As someone who has worked far more with dynamic linking in Windows the ELF system has always seemed needlessly complex; the extra indirections of the GOT/PLT mechanism and PIC are avoided by simply linking DLLs with different load addresses (so they don't always need to be relocated, but can be if necessary), and the only thing that needs to be associated with a symbol is an address. Makes it especially convenient when writing things like in-memory executable compression and shared data between processes.

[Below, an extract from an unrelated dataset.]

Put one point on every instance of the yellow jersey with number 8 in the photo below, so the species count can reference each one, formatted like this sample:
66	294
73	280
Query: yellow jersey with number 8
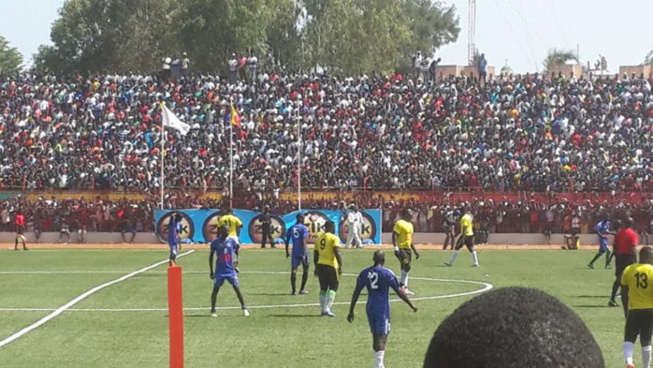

The ability to "import X from Y" easily is also nice.
Anyone with experience from the other side (working with ELFs and then moving into Windows) want to share their views?
I've worked extensively with both ELF and PE systems --- I was on the Windows Perf team and the Windows Phone core team, and now I do low-level Android goo at Facebook.
I vastly prefer the Windows shared library model. In addition to the advantages you mention, the Windows per-DLL symbol namesystem system is much better than ELF's hazardous model: in ELF, accidental interposition is a big hazard, so you have to very carefully namespace the symbols exported from a shared object. In Windows (and in OS X), symbol name collisions are simply not a problem: there's no global namespace in which symbols can collide. Yes, you still have DLL _name_ collisions, but SxS addresses that problem nicely. As a result, hosting unrelated bits of code in the same process is very common in the Windows world and uncommon in the ELF world. RTLD_LOCAL and RTLD_DEEPBIND are completely unnecessary.
Another advantage Windows has in practice is default symbol visibility. Windows DLLs export only the symbols you explicitly instruct your compiler and linker to export --- through export files or compiler annotations. The default in ELF systems is to export everything that's not file-static. This configuration is particularly fun when combined with the namespace problem. While Unixish compilers can be configured to work like Windows and export only needed symbols, I've found that very few people do. These people then go on to wonder why shared libraries are slow and the binaries so large. (-Bsymbolic helps, of course.)
If I were benevolent POSIX dictator for life, one of my edicts (although not my first one) would be to require an OS-X-style two-level namespace and hidden symbol visibility by default. Yes, LD_PRELOAD interposition gets harder. Just deal with it and modify functions directly.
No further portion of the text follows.